47 pointsby andrewbarba4 days ago2 comments
  • jakozaur3 days ago
    This feels similar to TurboBuffer, which is also built on top of S3 storage. TurboBuffer has been a leader in this space, powering vector search for major companies like Cursor, Linear, and Notion.

    It seems AWS is leveraging its strong S3 brand to compete directly in the vector database market.

    For more context, check out the TurboBuffer architecture docs and Notion’s presentation from the Data Council:

    https://turbopuffer.com/docs/architecture

    https://www.youtube.com/watch?v=_yb6Nw21QxA

    (anti-disclaimer: I'm not affiliated with TurboBuffer in any way.)

    • benji10093 days ago
      turbopuffer is the name btw
  • bob10293 days ago
    I still contend that what most people want is traditional full text search, not another layer of black box weirdness behind the LLM.

    You already have a model with incredibly powerful semantic understanding. Why do we need the document store to also be a smartass? The model can project multiple OR clauses into the search term based upon its interpretation of the context.

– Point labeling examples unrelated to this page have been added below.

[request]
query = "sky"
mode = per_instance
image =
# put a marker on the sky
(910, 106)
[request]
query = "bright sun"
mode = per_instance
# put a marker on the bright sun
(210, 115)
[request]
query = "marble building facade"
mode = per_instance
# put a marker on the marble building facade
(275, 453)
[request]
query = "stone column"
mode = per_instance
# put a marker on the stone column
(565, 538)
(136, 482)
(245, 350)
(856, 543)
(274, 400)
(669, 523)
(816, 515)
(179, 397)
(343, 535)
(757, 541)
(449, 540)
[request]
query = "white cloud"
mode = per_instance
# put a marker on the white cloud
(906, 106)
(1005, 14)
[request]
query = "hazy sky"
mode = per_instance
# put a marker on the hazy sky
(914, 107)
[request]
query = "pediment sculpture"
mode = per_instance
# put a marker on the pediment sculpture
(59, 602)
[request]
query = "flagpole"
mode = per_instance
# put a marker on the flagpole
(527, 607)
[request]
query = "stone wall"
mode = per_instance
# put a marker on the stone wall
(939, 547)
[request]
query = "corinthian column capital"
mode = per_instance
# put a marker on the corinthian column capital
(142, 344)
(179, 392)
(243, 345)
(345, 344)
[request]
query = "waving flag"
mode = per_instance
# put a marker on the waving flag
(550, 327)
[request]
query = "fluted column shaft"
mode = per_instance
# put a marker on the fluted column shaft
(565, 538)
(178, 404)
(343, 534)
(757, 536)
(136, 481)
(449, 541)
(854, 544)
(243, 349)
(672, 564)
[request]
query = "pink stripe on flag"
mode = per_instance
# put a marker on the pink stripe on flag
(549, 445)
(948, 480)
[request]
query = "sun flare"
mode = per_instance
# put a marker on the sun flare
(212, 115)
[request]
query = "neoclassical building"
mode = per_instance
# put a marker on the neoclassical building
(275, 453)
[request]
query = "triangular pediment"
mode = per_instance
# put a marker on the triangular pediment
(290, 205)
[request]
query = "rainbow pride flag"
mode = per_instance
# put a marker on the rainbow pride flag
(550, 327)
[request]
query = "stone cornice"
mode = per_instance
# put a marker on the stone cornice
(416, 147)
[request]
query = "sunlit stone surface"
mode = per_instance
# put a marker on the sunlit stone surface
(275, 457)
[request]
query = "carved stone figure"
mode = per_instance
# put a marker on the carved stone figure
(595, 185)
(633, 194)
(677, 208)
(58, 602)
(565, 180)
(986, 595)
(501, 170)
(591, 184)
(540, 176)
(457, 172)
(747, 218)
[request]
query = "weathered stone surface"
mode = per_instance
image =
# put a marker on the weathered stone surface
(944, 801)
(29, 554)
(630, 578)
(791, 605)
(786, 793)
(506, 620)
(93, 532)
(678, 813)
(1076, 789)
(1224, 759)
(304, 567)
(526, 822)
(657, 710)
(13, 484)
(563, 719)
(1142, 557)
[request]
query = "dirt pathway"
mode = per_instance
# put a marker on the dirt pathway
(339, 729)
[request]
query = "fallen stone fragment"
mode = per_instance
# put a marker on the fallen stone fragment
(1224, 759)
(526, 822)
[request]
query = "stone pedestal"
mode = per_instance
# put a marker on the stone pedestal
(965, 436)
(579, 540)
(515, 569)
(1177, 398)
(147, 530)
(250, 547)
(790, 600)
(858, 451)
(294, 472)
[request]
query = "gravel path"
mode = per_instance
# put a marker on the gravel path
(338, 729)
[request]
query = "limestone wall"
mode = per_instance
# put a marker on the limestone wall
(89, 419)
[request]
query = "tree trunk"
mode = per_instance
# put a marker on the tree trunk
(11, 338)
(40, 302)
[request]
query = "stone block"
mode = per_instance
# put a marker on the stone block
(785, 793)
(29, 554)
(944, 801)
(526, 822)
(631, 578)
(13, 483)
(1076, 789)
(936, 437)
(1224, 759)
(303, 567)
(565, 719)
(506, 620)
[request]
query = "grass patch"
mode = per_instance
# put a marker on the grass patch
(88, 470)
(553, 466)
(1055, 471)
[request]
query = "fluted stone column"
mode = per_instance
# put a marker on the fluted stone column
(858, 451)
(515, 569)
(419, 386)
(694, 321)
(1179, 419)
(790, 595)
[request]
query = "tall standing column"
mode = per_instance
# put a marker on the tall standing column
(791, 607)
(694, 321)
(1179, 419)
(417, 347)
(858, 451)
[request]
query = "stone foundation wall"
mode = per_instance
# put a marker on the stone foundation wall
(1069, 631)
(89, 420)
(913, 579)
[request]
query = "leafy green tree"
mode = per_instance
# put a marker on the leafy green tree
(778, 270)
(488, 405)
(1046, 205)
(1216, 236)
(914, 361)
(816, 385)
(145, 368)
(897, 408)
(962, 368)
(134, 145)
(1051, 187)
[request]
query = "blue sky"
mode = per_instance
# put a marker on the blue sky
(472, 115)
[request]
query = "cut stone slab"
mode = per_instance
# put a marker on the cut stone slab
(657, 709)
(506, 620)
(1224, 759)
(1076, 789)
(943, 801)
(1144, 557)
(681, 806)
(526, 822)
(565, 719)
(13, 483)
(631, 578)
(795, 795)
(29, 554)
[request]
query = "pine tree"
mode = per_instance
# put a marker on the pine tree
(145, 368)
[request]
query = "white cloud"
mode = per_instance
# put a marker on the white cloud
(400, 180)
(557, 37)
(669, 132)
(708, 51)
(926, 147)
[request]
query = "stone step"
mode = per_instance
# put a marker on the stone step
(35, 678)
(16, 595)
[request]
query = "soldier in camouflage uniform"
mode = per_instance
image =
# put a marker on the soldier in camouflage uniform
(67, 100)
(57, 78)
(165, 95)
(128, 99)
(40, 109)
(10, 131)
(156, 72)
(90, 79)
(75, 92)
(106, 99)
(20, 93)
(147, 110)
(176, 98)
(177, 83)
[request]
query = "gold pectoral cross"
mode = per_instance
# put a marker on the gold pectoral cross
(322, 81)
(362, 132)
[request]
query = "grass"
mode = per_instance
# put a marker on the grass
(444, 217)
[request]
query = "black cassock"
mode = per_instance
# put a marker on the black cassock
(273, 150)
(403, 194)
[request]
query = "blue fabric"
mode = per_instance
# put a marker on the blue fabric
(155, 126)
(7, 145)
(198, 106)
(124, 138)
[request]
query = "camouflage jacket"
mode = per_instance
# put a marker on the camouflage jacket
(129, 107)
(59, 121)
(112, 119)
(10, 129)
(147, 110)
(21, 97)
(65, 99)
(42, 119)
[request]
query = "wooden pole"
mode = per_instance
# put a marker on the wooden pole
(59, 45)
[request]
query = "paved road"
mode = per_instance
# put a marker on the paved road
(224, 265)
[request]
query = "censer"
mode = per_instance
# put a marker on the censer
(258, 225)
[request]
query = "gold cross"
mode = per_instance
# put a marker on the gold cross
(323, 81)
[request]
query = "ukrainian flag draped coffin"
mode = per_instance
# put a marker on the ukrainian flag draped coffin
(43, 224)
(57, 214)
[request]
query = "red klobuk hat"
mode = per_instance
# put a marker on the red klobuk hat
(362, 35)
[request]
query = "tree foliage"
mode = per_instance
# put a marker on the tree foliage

    If you are using something like Lucene, queries are extremely fast and the maximum # of supported documents in one index far exceeds what AWS says they can support here.

    • pilotneko3 days ago
      Keyword alone sucks for negation. Searching a set of patient documents for “Which of my patients has COPD?” to get a set of responses that states “COPD not indicated” will not endear you to the physician using your tool. Hybrid (keyword + semantic) is much more all-encompassing.
      • bob10293 days ago
        Forwarding the users query directly to the document store seems ridiculous to me. The whole point is for the LLM to interpret the context and issue multiple targeted queries based upon the interpretation(s) arrived at.

        The LLM is the semantic part. FTS is the keyword part. This is the hybrid you're looking for.

        • pilotneko3 days ago
          Sometimes you are searching for supporting evidence that is semantically related. COPD was just an example, you won’t get a direct keyword match if the Physician is searching for lung disease.